Das Ergebnis überraschte auch Ariely: Die besten Noten erreichten die Studenten der dritten Gruppe, jene mit den fest vorgegebenen Terminen. Am schlechtesten schnitt die freie Gruppe ab, die ihre Arbeiten ohne Terminvorgabe spätestens am Ende des Semesters abgeben konnten. Je mehr Freiraum gewährt wurde, desto größer war also die Gefahr des Aufschiebens und umso schlechter war auch die Qualität der Arbeiten.

Den Alltag regeln

Basierend auf seinem Experiment entwickelte der Uni-Professor mit zwei Kollegen die App »Timeful«, einen Kalender für Smartphones, in den nicht nur fixe Termine eingetragen werden können. Das Programm – inzwischen vom Internetriesen Google übernommen – lässt sich auch mit Vorhaben füttern, die man zwar irgendwann erledigen möchte, aber gerne verschiebt oder vergisst, und sucht ein passendes Zeitfenster. Der Nutzer kann den Vorschlag bestätigen und bekommt rechtzeitig eine Erinnerungsnachricht: »Eine Stunde schreiben«. Nach einiger Zeit stimmt die lernfähige App die Vorschläge auf den Tagesablauf und die individuellen Gewohnheiten ab. Die Wissenschafter empfehlen ausdrücklich, auch Freizeitaktivitäten wie Sport, Freunde anrufen oder Wäsche waschen einzutragen. »Was nicht in den Tagesplan eingetragen wird, das wird in der Regel einfach nicht gemacht«, erklärt Ariely.

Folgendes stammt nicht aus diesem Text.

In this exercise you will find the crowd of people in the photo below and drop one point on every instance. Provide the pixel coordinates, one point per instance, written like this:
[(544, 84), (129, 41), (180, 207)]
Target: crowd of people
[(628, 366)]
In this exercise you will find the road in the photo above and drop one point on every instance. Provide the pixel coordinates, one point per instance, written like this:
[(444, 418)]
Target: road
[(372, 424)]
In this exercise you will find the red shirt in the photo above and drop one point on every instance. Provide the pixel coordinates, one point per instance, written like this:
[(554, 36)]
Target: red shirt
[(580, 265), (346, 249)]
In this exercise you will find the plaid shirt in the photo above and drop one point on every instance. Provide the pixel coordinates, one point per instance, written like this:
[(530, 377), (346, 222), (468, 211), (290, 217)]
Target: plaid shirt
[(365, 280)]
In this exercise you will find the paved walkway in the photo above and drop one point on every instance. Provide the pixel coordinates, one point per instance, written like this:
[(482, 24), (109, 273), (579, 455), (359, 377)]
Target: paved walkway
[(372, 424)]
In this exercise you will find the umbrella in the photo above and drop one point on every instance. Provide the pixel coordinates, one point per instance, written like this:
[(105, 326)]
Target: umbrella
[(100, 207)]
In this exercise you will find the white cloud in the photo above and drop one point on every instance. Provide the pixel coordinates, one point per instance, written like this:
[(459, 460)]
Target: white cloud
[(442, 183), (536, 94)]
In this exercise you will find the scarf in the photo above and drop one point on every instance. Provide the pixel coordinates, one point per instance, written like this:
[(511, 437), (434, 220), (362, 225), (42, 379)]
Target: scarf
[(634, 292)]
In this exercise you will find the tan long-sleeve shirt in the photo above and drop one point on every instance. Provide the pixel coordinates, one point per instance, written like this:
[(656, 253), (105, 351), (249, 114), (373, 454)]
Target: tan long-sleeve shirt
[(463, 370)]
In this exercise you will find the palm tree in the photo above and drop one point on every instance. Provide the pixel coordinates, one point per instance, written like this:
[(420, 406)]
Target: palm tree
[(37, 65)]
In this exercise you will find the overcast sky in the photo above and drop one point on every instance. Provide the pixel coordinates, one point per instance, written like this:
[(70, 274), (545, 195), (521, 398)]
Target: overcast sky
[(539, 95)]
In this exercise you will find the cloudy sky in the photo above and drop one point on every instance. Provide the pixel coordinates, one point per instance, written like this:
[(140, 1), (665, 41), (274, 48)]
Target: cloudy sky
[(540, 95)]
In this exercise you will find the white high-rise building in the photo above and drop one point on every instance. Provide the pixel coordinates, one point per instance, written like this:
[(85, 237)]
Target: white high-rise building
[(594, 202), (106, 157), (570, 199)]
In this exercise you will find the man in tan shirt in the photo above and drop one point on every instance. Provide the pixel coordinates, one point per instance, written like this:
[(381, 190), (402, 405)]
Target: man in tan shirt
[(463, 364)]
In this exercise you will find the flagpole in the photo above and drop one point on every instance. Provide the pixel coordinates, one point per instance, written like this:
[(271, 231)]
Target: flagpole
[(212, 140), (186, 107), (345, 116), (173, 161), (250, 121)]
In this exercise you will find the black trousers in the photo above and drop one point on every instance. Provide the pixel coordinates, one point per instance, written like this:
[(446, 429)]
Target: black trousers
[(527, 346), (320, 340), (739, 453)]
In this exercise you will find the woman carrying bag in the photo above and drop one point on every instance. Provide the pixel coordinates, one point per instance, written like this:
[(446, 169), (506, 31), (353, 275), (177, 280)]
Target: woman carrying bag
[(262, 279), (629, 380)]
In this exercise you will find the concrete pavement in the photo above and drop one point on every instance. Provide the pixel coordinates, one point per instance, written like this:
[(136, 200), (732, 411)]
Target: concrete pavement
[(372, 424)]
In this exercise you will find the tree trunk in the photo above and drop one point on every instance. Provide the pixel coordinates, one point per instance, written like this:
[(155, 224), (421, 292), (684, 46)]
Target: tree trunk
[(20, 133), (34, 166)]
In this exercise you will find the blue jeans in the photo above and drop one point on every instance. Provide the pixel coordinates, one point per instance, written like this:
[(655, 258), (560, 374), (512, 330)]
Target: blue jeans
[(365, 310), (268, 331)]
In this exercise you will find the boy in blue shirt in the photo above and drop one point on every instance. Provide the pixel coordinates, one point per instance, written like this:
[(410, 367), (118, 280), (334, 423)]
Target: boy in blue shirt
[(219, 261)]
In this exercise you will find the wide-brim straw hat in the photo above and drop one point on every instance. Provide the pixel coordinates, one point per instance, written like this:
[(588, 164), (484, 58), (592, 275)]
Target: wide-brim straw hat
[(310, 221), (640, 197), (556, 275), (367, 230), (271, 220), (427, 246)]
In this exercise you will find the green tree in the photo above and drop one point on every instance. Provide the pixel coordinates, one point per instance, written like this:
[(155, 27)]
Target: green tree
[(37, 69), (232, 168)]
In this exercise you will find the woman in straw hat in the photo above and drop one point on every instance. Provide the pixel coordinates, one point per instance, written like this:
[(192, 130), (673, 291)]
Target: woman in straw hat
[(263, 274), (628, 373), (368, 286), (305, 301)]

Denn zu einem guten Teil haben Zeitfresser durch unsere mangelnde Selbstdisziplin leichtes Spiel. Nicht immer sind die anderen schuld. Wir selbst lassen uns manchmal ganz gerne ablenken, hören uns die Urlaubserlebnisse des Kollegen an, verlieren uns in Nebensächlichem und schieben unangenehme Aufgaben vor uns her. So betrachtet ist Zeitmanagement eigentlich Selbstmanagement, wie Trainerin Tschirf bestätigt: »Der Tag hat für jeden 24 Stunden. Die Kunst ist, diese Zeit optimal zu nutzen.«


 

Glossar: Wie Zeitmanagement klappt

ABC-Methode: Aufgaben werden nach ihrer Wichtigkeit geordnet: A für sehr wichtig (sofort zu erledigen), B für weniger wichtig (später zu erledigen oder zu delegieren) und C für kaum wichtig oder unwichtig (delegieren oder verwerfen).

Eisenhower-Matrix: Ein ähnliches Prinzip, benannt nach US-Präsidenten Dwight D. Eisenhower – dass dieser seinen Alltag danach organisiert hat, ist freilich nicht belegt. Die Aufgaben werden nach Wichtigkeit und Dringlichkeit auf vier Felder aufgeteilt. Aufgaben, die wichtig und eilig sind, kommen in den ersten Quadranten (A); sie sollten sofort selbst erledigt werden. Wichtige, aber nicht dringende Aufgaben (B) sollten exakt terminiert und dann selbst erledigt werden. Dringende, aber nicht wichtige Aufgaben (C) können an kompetente Mitarbeiter oder Kollegen delegiert werden. Der vierte Quadrant (D) ist eigentlich ein Papierkorb; hier landen Aufgaben, die weder wichtig noch eilig sind. Bei Selbstständigen, die nichts delegieren können, vereinfacht sich die Matrix um eine Dimension.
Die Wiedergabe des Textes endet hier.